Visitors can enjoy a simulated hands-on experience of using early radar for detection, distance measurement and angle measurement with this new interactive exhibit.

Replicating Complex Radar Systems

In 1937, RAF Bawdsey became the first fully operational Radar station in the world, just eighteen months after it had first been established that approaching aircraft could be detected using transmitted radio waves. We’re delighted to have supported specialist heritage designers, PLB and the Trust on a new interactive exhibit which gives visitors a simulated hands-on experience of using early radar for detection, distance measurement and angle measurement.

The interactive exhibit replicates the original methods used in the Chain Home, the ring of coastal Early Warning radar stations built by the Royal Air Force before and during the Second World War to detect and track aircraft. The ‘Gonio’ interactive is faithful to the Chain Home method where equipment produces a pulse of energy and measures the time of flight from transmission to reception. The objective of the interactive is to enable visitors to understand the process used to determine the trajectory of aircraft. As well as the skill involved in producing accurate results. It replicates original complex early radar systems and simplifies the principles so that anyone can understand and have a go at using this radar system.
The activity takes place at a radar operator’s desk housed within the hugely atmospheric restored blast-proofed bunker where the visitor is first trained and then challenged to test their skills in determining the trajectory of aircraft using the Chain Home method.
“We had many very favourable comments on your kit, and I thank you very much for the effort you have put in, in making this one of the great attractions of the exhibition. I know from past experience that people of all ages love to get their hands on stuff and that when they have, it is something which stays in their mind for a long time, as both an enjoyable and as a learning experience.”
Bawdsey Radar Trust

A Dramatic Reprisentation

The desk includes a bespoke physical interface created by Wide Sky Design, incorporating a goniometer dial – used to determine bearing; a range dial – used to determine distance; and a transfer button used to transfer data to an operations room. A portrait mounted touch screen recreates the original cathode ray tube display that would have been used, and also displays a diagrammatic representation of the effect in the real world of the visitor’s inputs.
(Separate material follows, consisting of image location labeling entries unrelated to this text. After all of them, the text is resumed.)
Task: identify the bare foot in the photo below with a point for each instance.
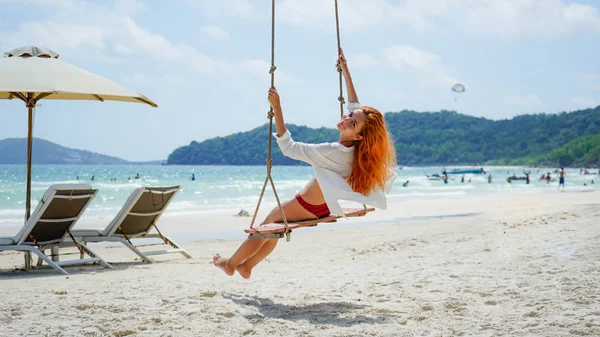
(221, 262)
(245, 273)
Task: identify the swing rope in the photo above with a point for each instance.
(337, 30)
(270, 115)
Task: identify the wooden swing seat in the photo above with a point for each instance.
(279, 227)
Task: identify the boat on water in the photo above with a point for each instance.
(467, 171)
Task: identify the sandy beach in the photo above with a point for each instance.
(498, 265)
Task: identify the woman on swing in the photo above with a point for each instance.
(363, 156)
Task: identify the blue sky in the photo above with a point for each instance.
(205, 63)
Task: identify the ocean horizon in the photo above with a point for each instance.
(232, 188)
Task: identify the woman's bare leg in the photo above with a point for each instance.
(255, 250)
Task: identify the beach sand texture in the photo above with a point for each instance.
(476, 266)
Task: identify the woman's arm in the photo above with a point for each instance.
(352, 97)
(276, 106)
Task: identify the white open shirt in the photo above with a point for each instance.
(332, 164)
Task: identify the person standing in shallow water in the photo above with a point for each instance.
(364, 157)
(561, 178)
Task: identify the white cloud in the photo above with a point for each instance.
(363, 60)
(590, 81)
(427, 66)
(261, 67)
(215, 32)
(503, 18)
(353, 14)
(530, 101)
(87, 30)
(584, 102)
(218, 8)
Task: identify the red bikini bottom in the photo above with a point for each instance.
(318, 210)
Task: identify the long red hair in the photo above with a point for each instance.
(374, 154)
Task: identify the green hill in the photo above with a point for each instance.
(14, 151)
(429, 138)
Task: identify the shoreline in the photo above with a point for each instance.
(499, 266)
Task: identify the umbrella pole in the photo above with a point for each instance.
(28, 194)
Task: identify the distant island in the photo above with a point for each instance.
(422, 138)
(14, 151)
(434, 138)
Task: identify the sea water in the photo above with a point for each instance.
(231, 188)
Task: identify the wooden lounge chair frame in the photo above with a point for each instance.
(135, 220)
(59, 209)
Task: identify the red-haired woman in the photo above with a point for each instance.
(358, 167)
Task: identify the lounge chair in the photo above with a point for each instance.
(135, 220)
(51, 222)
The visitor can manipulate the range and angle dials in relation to a signal shown on-screen to determine the range and bearing of an aircraft over time and therefore discover its trajectory. These readings are then ‘transferred’ to a computer to enable a comparison of how the visitor’s readings match ‘true’ range and angle information, and therefore how successfully they determined the trajectory of the aircraft.

A Challenging Task

The interactive includes a number of challenge levels, allowing visitors to test their skills against increasing levels of difficulty including multiple simultaneous aircraft travelling in different trajectories demonstrating just how difficult an operators task was.

The interactive also incorporates audio SFX and soundscapes designed to immerse visitors in the dynamic environment of Bawdsey in its heyday, recreating the ‘buzz’ of multiple gonio operatives working together against the clock to transfer vital data to an operations room tracking and directing aircraft operations.